My mum is in lockdown and we have said to not cancel her cleaner. She can not do anything but the very basics like through some bleach down the sink or toilet due to disabilities. The cleaner is taking the above precautions like a PP.

My mum needs to have as normal a life while being stuck indoors. It would not do her health any good to be living in filth for the next 3 or 4 months.

Ouch44 · 17/03/2020 14:59

Thanks. That list is very useful. I will copy it and send it to her then maybe re-evaluate.
She is going to continue to pay her if she doesn't come.
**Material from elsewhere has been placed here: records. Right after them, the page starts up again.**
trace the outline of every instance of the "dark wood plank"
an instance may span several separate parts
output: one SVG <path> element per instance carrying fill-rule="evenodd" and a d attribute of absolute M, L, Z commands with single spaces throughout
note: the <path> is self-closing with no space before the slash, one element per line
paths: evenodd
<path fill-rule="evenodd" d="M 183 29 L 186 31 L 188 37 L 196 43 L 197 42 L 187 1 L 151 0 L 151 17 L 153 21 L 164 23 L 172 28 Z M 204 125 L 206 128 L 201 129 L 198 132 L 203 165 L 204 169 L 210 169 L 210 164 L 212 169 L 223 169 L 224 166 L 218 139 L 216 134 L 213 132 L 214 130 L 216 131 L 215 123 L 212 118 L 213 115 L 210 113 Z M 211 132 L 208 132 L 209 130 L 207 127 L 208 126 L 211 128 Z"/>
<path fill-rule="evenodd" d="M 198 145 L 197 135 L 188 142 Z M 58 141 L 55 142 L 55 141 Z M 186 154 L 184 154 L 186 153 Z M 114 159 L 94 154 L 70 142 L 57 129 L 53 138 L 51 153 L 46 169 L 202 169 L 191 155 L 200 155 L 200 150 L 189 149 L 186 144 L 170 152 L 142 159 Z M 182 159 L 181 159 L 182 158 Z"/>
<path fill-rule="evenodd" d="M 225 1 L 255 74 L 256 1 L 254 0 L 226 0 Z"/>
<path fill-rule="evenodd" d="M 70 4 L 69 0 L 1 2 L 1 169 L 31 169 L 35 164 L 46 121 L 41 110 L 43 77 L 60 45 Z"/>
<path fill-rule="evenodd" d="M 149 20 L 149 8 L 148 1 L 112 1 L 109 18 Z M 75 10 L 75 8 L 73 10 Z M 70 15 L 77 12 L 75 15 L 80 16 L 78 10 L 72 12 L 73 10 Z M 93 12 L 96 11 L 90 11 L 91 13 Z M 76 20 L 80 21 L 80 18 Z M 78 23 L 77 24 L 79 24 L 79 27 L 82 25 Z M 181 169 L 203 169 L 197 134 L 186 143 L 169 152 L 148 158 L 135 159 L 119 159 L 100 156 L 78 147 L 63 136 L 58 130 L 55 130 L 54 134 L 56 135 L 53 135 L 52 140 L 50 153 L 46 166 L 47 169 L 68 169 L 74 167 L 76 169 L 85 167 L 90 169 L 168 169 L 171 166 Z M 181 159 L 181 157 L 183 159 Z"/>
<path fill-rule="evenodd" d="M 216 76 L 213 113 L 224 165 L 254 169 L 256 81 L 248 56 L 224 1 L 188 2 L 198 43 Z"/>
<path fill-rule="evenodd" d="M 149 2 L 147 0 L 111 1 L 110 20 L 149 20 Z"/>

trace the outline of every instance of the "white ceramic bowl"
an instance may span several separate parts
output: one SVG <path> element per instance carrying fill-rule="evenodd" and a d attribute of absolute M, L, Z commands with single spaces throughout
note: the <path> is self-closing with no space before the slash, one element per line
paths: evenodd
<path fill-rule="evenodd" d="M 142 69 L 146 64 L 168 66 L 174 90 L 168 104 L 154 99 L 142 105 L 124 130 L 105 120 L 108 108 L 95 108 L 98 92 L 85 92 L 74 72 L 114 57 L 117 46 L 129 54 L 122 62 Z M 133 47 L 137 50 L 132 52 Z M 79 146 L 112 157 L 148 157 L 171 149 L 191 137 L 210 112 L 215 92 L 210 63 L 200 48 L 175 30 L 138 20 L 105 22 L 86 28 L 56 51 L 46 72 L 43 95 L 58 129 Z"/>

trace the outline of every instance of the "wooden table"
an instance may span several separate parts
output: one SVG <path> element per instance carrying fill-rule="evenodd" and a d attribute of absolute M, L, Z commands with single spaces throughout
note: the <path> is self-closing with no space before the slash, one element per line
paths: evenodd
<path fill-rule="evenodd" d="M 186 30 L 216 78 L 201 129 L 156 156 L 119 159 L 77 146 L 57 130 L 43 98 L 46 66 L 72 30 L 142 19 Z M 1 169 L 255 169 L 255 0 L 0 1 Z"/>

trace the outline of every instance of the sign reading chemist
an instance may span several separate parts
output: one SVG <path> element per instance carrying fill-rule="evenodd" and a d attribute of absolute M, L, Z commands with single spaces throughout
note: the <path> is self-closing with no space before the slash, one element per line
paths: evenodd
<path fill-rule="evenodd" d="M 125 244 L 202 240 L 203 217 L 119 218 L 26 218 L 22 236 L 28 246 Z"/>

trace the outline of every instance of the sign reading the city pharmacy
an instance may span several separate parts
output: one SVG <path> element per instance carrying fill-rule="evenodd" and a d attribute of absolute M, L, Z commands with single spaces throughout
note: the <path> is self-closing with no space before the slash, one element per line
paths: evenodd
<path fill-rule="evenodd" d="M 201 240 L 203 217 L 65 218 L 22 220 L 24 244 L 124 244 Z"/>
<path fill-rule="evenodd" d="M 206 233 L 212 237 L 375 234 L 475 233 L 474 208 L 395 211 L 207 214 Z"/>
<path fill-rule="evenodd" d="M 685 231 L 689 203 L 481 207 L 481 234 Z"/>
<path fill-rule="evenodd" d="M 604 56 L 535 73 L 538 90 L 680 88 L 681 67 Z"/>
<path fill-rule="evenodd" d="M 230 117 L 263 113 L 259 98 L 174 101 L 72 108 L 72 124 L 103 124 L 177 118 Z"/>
She really takes care of my Mum so definitely don't want to lose her.

Luckily my Mum is part of her church community so has people looking out for her.

OP posts:
Starbuck8419 · 17/03/2020 15:13

As one myself, any at risk groups should absolutely be cancelling their cleaners to avoid any contamination however, with all the chemicals we use, we are probably the safest people around 😂

goldpartyhat · 17/03/2020 19:38

Yes, cancel but it's lovely she will still pay her. I think it's Skype or FaceTime all the way now. We are in isolation as DS fever, vomiting and coughing Day 2 and I'm stir crazy already.

I0NA · 17/03/2020 19:45

I think @SmileyClare has excellent suggestions and your mum should do that.